A note on collaboration
One of the healthier things happening around this work is that it hasn’t stayed isolated.
Jay has been building aggressively. Others have been helping sharpen it. And when people across the organization see something useful, they’re reaching out, adapting it, and extending it into their own domains.
That’s exactly the kind of behavior we want more of.
If you’re building something real, especially if you’re sitting in a business or operational role and think, “I’m not technical enough for this,” the answer is: you may be closer than you think.
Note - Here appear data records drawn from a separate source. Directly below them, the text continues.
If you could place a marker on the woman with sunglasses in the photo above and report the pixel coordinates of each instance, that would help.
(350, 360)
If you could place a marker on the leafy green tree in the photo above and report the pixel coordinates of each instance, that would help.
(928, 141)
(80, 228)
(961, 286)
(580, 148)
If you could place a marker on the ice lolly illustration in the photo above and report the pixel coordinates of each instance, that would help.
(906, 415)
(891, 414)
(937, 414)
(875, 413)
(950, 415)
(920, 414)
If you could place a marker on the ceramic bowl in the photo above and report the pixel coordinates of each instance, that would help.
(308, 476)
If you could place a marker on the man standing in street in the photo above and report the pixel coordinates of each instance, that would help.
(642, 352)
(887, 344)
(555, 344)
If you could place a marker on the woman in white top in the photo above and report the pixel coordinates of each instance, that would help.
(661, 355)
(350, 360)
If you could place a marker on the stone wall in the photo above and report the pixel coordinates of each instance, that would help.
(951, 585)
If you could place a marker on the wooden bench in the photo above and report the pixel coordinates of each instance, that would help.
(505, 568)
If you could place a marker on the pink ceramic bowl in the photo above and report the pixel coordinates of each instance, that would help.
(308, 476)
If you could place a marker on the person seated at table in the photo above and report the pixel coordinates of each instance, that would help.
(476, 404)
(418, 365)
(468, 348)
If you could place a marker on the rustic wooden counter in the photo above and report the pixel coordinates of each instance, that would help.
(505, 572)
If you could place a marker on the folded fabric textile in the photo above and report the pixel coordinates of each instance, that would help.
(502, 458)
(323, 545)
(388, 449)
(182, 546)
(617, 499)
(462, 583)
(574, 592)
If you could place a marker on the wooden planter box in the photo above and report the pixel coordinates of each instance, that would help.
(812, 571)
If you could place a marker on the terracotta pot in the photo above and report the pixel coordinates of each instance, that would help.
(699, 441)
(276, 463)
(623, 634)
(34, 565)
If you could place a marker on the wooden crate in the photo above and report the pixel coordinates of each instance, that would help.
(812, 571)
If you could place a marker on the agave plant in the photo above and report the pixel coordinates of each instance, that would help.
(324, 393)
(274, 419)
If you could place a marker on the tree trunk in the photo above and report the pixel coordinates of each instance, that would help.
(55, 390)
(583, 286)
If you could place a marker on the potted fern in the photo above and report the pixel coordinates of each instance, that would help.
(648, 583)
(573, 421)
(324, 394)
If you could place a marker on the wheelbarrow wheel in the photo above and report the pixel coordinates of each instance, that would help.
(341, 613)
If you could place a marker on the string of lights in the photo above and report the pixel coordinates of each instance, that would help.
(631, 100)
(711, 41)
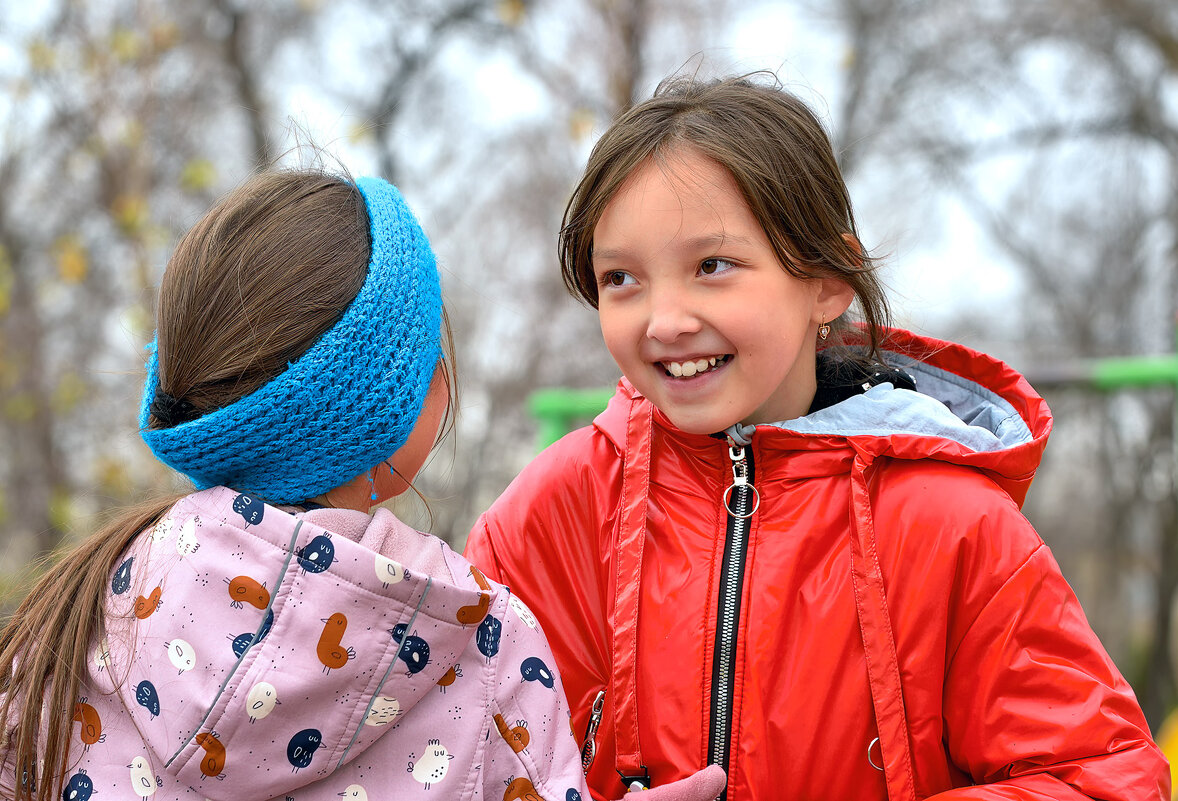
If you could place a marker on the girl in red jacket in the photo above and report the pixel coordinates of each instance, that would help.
(792, 545)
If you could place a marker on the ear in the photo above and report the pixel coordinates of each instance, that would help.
(833, 298)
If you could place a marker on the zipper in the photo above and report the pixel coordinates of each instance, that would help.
(589, 749)
(741, 502)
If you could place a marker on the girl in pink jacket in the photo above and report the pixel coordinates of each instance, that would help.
(266, 636)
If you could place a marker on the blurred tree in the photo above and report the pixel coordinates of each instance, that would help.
(1056, 125)
(110, 146)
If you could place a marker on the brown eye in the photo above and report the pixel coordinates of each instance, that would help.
(712, 266)
(616, 278)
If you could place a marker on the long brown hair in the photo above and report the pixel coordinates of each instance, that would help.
(250, 288)
(781, 158)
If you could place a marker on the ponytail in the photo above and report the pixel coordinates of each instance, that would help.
(45, 653)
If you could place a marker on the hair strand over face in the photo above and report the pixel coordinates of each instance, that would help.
(780, 157)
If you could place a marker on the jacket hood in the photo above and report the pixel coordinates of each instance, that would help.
(249, 642)
(968, 409)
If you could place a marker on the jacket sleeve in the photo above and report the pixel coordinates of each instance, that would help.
(1036, 709)
(530, 748)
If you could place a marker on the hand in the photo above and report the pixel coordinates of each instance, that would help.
(705, 785)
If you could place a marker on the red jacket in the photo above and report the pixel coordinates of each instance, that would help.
(885, 604)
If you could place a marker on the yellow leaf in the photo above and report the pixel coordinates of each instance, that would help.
(130, 212)
(581, 124)
(511, 12)
(198, 174)
(1167, 741)
(71, 258)
(41, 57)
(126, 45)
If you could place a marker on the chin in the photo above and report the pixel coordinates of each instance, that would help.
(697, 425)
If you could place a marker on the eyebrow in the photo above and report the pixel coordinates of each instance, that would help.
(706, 242)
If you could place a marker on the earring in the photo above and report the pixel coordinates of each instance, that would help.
(824, 330)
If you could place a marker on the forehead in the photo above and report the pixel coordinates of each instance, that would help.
(683, 194)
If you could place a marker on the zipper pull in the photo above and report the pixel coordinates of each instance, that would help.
(589, 749)
(740, 482)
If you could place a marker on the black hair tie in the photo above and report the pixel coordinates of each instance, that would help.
(171, 411)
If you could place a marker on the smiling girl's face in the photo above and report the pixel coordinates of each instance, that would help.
(694, 305)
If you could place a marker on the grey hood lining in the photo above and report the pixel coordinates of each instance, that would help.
(946, 406)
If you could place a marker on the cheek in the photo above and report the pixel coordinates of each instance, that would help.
(617, 333)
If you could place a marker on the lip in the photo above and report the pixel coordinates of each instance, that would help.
(661, 365)
(695, 383)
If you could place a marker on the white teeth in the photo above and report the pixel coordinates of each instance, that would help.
(688, 369)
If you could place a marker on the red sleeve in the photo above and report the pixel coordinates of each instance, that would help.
(1036, 708)
(548, 537)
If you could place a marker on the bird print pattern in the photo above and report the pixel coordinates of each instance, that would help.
(280, 660)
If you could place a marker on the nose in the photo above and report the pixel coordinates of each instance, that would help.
(670, 315)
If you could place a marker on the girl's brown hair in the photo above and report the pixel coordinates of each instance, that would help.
(250, 288)
(781, 158)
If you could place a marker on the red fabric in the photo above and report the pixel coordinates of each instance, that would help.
(892, 589)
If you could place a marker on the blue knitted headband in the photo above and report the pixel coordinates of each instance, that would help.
(348, 403)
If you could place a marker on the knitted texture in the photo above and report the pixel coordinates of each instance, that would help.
(349, 402)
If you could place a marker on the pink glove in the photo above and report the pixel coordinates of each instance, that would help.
(705, 785)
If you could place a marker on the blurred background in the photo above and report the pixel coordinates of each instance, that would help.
(1017, 161)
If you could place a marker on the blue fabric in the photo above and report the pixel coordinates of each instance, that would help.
(349, 402)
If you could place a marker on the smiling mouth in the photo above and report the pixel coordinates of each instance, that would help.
(695, 366)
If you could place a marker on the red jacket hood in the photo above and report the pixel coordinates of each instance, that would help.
(968, 409)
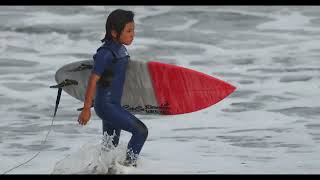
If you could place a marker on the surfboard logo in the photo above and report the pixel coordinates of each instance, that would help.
(149, 109)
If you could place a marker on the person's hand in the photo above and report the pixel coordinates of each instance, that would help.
(84, 116)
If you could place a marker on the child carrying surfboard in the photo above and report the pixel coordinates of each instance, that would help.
(111, 60)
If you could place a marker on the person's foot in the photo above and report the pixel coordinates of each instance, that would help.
(129, 163)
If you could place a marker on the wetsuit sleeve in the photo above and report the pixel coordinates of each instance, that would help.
(102, 59)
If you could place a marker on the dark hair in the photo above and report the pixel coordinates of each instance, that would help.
(117, 20)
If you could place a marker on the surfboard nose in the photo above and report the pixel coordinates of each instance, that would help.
(180, 90)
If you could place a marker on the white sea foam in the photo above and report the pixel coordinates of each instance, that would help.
(269, 125)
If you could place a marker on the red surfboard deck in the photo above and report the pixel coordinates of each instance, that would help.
(180, 90)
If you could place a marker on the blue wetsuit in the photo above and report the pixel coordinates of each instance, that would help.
(107, 102)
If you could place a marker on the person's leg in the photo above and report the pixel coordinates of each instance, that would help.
(122, 119)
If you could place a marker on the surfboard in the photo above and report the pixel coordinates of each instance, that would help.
(152, 87)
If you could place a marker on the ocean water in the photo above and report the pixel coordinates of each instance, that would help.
(269, 125)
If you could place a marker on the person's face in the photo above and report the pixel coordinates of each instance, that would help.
(127, 35)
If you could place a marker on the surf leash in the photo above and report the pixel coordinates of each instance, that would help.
(66, 82)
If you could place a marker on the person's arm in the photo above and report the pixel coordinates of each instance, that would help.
(84, 117)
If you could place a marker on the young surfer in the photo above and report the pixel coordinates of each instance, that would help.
(111, 60)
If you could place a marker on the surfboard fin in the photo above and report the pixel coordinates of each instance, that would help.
(82, 67)
(66, 82)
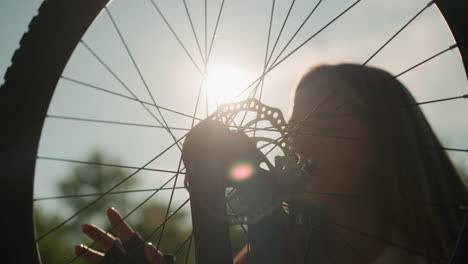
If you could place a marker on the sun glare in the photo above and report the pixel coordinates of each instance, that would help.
(223, 84)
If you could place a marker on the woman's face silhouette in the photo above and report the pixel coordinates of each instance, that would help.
(337, 135)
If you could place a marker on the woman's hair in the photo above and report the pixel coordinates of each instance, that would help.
(419, 188)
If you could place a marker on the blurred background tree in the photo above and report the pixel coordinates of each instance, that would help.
(88, 181)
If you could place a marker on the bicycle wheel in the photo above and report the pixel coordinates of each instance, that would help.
(56, 31)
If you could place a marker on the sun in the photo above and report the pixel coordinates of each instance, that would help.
(223, 84)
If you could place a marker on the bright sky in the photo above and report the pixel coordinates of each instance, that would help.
(236, 60)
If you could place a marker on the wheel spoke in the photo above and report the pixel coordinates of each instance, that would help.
(177, 37)
(108, 165)
(108, 191)
(441, 100)
(277, 62)
(135, 65)
(386, 242)
(424, 61)
(169, 204)
(215, 30)
(194, 32)
(125, 217)
(374, 200)
(295, 33)
(113, 122)
(98, 194)
(127, 97)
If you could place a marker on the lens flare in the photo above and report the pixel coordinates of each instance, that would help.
(241, 171)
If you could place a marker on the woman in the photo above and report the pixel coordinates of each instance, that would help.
(385, 191)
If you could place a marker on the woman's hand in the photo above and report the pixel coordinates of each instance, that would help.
(106, 241)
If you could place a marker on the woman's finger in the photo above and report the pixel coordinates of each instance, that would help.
(89, 255)
(120, 226)
(153, 255)
(102, 238)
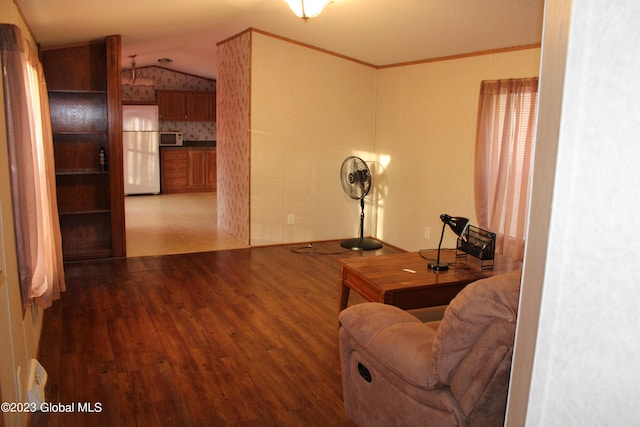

And if you need help shaping the pattern, pressure-testing the approach, or figuring out how to adapt it to your environment, that’s a good reason to collaborate. The AI COE exists to help accelerate exactly this kind of work.
The bigger takeaway
The most exciting AI builders in organizations are not always the ones with “engineer” in the title.
Sometimes they’re the people with the clearest understanding of the problem.
Jay Khalife saw a mess of disconnected systems, repetitive context gathering, and reactive decision-making. Instead of accepting that as normal, he built something better.
That deserves attention for two reasons.
First, because the system itself is smart.
Second, because it demonstrates the mindset organizations need more of: don’t just use AI. Build with it.
And when you build something useful, share it. You may find the pattern travels faster than you expected.
David Proctor is VP of AI at Trilogy. He writes about AI infrastructure, enterprise automation, and what actually works in production.